# Wierd deposite on my plants



## valerie27 (Feb 13, 2008)

hey, i have a wierd deposit on my leafs, it looks like dust ???? what is that and what can i do, unfortunatly i can not add any algea eaters because my jewel fish eat them.....


----------



## wtac (Mar 17, 2006)

What you are seeing is called "biogenic decalcification". Totally normal if your source water is high in mineral content (GH and kH). 

HTH


----------



## Chris S (Dec 19, 2007)

Wilson,

I was under the understanding that biogenic decalcification only took place in typically low co2 tanks and is a process used by some plants to extract co2 from calcium.

I had some crypts that I believe did the same thing.

Please let me know if I am wrong...I hate being wrong


----------



## dekstr (Oct 23, 2007)

Interesting.

Stripping Co2 from calcium?

So you meant something like calcium carbonate?

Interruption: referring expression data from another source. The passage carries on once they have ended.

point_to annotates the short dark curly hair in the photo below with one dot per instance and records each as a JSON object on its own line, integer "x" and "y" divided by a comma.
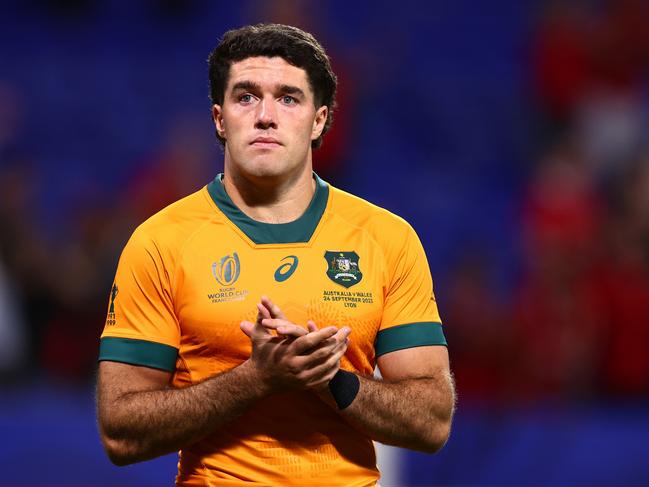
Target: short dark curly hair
{"x": 294, "y": 45}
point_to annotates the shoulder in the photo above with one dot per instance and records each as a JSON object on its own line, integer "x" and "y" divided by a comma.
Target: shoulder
{"x": 383, "y": 225}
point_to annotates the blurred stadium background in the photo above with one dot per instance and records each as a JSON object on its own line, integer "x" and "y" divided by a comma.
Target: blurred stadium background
{"x": 511, "y": 134}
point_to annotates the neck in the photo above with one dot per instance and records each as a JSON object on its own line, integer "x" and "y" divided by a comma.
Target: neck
{"x": 277, "y": 199}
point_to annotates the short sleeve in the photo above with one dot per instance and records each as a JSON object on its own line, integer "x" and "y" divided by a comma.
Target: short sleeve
{"x": 141, "y": 325}
{"x": 410, "y": 314}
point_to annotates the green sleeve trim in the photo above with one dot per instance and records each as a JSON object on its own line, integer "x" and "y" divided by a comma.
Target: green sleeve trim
{"x": 408, "y": 336}
{"x": 138, "y": 352}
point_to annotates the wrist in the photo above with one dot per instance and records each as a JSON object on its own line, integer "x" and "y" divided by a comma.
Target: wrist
{"x": 343, "y": 388}
{"x": 255, "y": 378}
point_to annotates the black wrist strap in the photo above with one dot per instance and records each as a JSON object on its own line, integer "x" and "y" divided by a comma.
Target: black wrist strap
{"x": 344, "y": 387}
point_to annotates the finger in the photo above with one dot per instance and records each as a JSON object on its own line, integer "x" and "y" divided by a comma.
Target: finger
{"x": 253, "y": 330}
{"x": 310, "y": 340}
{"x": 321, "y": 355}
{"x": 341, "y": 335}
{"x": 284, "y": 327}
{"x": 275, "y": 311}
{"x": 324, "y": 372}
{"x": 247, "y": 327}
{"x": 262, "y": 312}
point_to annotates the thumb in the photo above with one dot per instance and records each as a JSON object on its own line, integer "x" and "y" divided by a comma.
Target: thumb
{"x": 253, "y": 330}
{"x": 248, "y": 328}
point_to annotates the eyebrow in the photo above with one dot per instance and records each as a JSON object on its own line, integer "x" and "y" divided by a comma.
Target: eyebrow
{"x": 252, "y": 86}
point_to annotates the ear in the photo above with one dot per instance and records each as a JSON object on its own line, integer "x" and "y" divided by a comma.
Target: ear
{"x": 219, "y": 123}
{"x": 319, "y": 121}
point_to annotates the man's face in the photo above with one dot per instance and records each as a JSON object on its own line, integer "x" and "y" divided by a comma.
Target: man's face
{"x": 268, "y": 118}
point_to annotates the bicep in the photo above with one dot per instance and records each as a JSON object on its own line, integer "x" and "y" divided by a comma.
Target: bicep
{"x": 114, "y": 379}
{"x": 415, "y": 362}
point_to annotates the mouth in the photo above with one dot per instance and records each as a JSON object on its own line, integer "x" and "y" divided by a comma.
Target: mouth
{"x": 265, "y": 142}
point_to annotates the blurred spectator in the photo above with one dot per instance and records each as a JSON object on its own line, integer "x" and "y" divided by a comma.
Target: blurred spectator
{"x": 28, "y": 261}
{"x": 186, "y": 160}
{"x": 557, "y": 322}
{"x": 560, "y": 62}
{"x": 13, "y": 343}
{"x": 625, "y": 288}
{"x": 479, "y": 330}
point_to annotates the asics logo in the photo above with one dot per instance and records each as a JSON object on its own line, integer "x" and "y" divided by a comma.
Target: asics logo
{"x": 287, "y": 269}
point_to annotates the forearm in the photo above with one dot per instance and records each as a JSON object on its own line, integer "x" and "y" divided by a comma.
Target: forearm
{"x": 410, "y": 413}
{"x": 145, "y": 424}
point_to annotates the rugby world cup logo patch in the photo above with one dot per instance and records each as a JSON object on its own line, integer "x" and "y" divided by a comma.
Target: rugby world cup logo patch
{"x": 343, "y": 268}
{"x": 227, "y": 270}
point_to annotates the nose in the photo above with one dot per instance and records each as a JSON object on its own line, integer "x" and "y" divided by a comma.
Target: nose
{"x": 266, "y": 114}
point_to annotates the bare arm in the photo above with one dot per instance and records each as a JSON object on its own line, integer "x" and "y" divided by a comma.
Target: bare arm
{"x": 142, "y": 417}
{"x": 412, "y": 406}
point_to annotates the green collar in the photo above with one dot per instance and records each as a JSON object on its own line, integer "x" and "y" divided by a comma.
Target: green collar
{"x": 298, "y": 231}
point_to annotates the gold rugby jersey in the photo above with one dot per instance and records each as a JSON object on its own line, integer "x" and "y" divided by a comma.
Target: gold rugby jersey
{"x": 191, "y": 273}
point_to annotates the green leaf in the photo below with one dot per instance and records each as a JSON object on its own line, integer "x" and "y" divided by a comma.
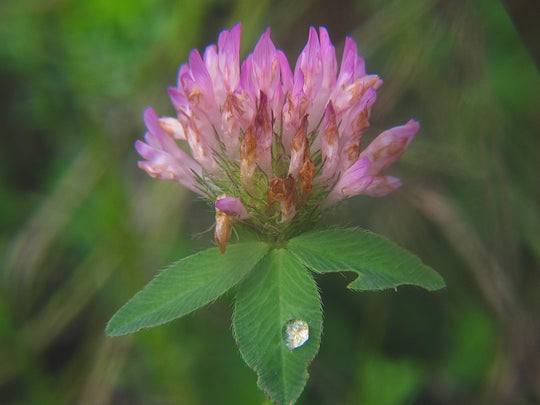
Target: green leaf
{"x": 278, "y": 292}
{"x": 185, "y": 286}
{"x": 378, "y": 262}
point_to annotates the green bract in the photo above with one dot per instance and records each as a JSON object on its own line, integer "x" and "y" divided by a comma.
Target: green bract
{"x": 277, "y": 315}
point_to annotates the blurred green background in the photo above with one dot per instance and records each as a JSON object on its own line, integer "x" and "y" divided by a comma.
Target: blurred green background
{"x": 82, "y": 228}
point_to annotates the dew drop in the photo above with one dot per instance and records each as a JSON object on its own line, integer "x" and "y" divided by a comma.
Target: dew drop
{"x": 296, "y": 333}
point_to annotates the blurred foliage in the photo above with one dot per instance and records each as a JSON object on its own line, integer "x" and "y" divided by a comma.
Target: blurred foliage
{"x": 83, "y": 228}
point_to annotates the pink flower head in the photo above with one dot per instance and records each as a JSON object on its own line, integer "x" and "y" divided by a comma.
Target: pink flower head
{"x": 260, "y": 133}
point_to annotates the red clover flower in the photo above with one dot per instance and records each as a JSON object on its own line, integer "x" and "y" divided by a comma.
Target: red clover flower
{"x": 273, "y": 147}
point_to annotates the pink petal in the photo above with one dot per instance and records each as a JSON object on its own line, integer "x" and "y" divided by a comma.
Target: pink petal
{"x": 382, "y": 185}
{"x": 353, "y": 182}
{"x": 389, "y": 146}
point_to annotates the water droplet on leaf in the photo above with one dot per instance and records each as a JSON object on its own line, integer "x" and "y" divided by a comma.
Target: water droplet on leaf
{"x": 296, "y": 333}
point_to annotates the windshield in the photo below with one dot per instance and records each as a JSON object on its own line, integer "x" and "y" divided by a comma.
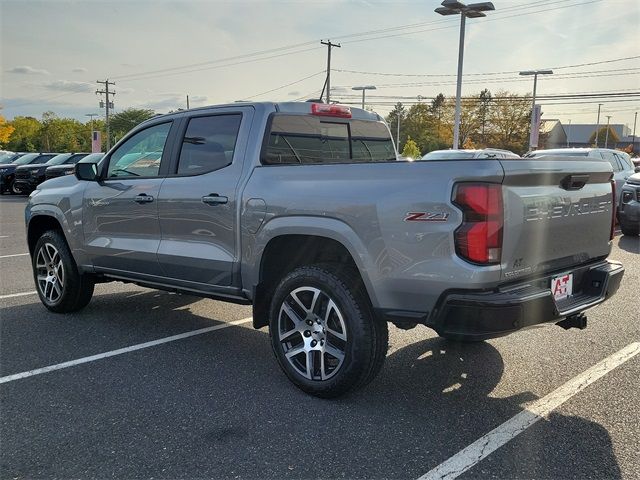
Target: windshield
{"x": 448, "y": 155}
{"x": 26, "y": 159}
{"x": 58, "y": 159}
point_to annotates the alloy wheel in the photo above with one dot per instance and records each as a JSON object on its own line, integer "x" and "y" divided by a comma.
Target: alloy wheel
{"x": 50, "y": 273}
{"x": 312, "y": 333}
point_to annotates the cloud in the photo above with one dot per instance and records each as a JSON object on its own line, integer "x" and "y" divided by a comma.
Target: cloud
{"x": 69, "y": 86}
{"x": 27, "y": 70}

I always thought this happened more often in SW as they have much higher calcium concentrations (minus saltwater plant part). Don't know what I'm talking about now. ;P

INTERESTING!!!


----------



## wtac (Mar 17, 2006)

In conditions where there is not enough CO2 added to the system required by the plant density, low flow and the water is high in calcium as well as a moderate kH, the process of CO2 uptake via HCO3 will create an area of high pH around the leaf. Calcium carbonate particles will form (calcium carbonate precipitate) as it's solubility is very low at high pH. Due to the low flow, the particles settle on the leaf looking like dust instead of going into the water column.

Hope I explained that correctly...mind is mush from late nights and early mornings...LOL!


----------



## Chris S (Dec 19, 2007)

I'm still not sure if we are talking about the same thing.

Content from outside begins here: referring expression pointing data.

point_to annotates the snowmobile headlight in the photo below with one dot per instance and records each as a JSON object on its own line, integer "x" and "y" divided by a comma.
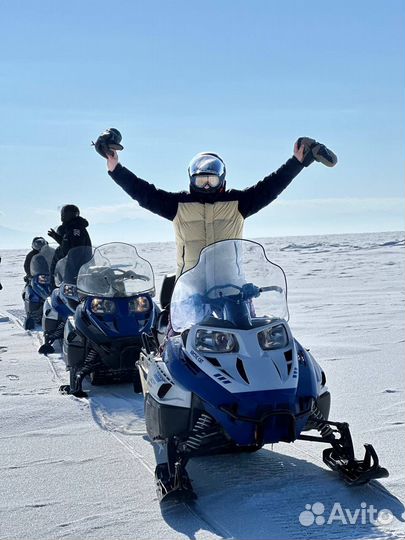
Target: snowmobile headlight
{"x": 214, "y": 341}
{"x": 70, "y": 291}
{"x": 102, "y": 306}
{"x": 273, "y": 338}
{"x": 140, "y": 304}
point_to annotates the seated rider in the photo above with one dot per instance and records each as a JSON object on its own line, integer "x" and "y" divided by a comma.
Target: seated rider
{"x": 71, "y": 233}
{"x": 37, "y": 244}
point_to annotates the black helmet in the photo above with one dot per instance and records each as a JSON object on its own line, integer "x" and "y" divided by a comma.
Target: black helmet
{"x": 38, "y": 243}
{"x": 69, "y": 212}
{"x": 209, "y": 165}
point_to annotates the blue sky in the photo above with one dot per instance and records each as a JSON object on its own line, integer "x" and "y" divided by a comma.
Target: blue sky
{"x": 240, "y": 78}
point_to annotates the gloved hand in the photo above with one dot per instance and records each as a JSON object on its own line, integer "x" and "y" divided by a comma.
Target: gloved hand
{"x": 108, "y": 141}
{"x": 315, "y": 151}
{"x": 57, "y": 237}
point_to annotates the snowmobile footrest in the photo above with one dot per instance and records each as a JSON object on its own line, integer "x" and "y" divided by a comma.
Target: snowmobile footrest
{"x": 355, "y": 472}
{"x": 65, "y": 390}
{"x": 46, "y": 349}
{"x": 174, "y": 488}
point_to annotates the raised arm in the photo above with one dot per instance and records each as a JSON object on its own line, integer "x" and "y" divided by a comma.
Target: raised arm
{"x": 158, "y": 201}
{"x": 264, "y": 192}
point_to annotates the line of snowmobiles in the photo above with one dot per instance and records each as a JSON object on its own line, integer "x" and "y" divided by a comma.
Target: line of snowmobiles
{"x": 102, "y": 303}
{"x": 217, "y": 363}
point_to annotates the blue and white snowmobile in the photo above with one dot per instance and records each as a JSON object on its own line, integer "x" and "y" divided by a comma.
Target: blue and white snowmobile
{"x": 234, "y": 378}
{"x": 64, "y": 299}
{"x": 103, "y": 338}
{"x": 38, "y": 287}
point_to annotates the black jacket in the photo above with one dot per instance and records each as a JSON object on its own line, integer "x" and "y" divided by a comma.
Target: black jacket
{"x": 27, "y": 262}
{"x": 74, "y": 234}
{"x": 165, "y": 203}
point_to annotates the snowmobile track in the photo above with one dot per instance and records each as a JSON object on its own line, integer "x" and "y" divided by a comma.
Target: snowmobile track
{"x": 193, "y": 507}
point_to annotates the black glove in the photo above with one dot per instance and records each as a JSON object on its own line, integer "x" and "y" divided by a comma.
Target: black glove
{"x": 315, "y": 151}
{"x": 57, "y": 237}
{"x": 107, "y": 142}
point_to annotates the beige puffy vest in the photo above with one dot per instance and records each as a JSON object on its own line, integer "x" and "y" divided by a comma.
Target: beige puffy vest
{"x": 198, "y": 225}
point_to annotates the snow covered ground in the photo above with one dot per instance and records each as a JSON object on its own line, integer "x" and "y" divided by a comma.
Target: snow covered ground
{"x": 74, "y": 468}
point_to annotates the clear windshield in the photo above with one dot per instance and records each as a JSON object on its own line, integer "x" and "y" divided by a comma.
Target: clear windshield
{"x": 116, "y": 270}
{"x": 67, "y": 269}
{"x": 230, "y": 278}
{"x": 41, "y": 263}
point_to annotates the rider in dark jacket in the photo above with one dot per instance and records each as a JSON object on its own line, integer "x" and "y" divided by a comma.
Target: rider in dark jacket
{"x": 71, "y": 233}
{"x": 37, "y": 244}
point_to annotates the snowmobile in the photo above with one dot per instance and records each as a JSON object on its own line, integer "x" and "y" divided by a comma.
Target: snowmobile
{"x": 64, "y": 299}
{"x": 38, "y": 287}
{"x": 103, "y": 338}
{"x": 232, "y": 377}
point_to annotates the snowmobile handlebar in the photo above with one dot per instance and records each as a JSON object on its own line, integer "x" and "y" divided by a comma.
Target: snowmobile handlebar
{"x": 247, "y": 292}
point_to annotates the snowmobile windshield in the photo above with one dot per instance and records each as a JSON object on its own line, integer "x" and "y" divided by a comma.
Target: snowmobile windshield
{"x": 233, "y": 283}
{"x": 116, "y": 270}
{"x": 41, "y": 263}
{"x": 67, "y": 269}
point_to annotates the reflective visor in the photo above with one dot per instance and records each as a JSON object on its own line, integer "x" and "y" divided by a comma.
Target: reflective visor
{"x": 206, "y": 164}
{"x": 202, "y": 180}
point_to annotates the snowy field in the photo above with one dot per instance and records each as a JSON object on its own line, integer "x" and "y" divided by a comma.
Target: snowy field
{"x": 74, "y": 468}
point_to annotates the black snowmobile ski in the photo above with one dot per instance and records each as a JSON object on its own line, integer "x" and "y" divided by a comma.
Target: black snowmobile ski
{"x": 174, "y": 488}
{"x": 341, "y": 458}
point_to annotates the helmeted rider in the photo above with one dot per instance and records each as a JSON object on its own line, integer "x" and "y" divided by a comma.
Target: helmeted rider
{"x": 38, "y": 242}
{"x": 71, "y": 233}
{"x": 208, "y": 212}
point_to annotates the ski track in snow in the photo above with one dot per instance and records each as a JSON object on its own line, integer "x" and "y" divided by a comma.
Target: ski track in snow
{"x": 256, "y": 496}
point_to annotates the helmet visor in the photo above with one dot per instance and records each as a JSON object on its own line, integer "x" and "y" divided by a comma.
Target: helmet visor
{"x": 203, "y": 180}
{"x": 205, "y": 164}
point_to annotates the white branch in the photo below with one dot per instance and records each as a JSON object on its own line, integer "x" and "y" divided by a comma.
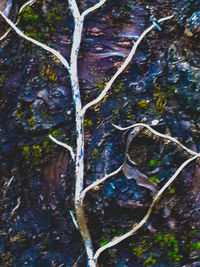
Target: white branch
{"x": 29, "y": 3}
{"x": 99, "y": 182}
{"x": 73, "y": 219}
{"x": 123, "y": 66}
{"x": 63, "y": 145}
{"x": 136, "y": 227}
{"x": 45, "y": 47}
{"x": 10, "y": 181}
{"x": 93, "y": 8}
{"x": 74, "y": 8}
{"x": 158, "y": 134}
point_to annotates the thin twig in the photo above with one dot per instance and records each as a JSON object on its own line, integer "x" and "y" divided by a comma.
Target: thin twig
{"x": 136, "y": 227}
{"x": 16, "y": 207}
{"x": 158, "y": 134}
{"x": 99, "y": 182}
{"x": 122, "y": 68}
{"x": 44, "y": 46}
{"x": 63, "y": 145}
{"x": 93, "y": 8}
{"x": 29, "y": 3}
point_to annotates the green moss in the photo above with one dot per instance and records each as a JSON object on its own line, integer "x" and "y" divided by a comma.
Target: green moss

From my understanding biogenic decalcification is an active process used by "some" plants to gain carbon from water. It is done by extracting the carbonate component from calcium carbonate (ie. there has to be a source of calcium in the water column already).

Are we still talking about the same thing Wilson?


----------



## Brian (Mar 14, 2006)

I think you are both speaking of the thing. There is always calcium in our tap water which is why when your tank evaporates, it leaves all the calcium buildup on the sides of the tank but I assume you already know this


----------



## valerie27 (Feb 13, 2008)

the wierd deposit was due to a really dirty filter lol (oupss)


----------



## Brian (Mar 14, 2006)

ROFL!! All this talk about biogenic decalcification and the problem was just a dirty filter... life.


----------



## wtac (Mar 17, 2006)

Valerie, you are killing Chris and I here...LOL!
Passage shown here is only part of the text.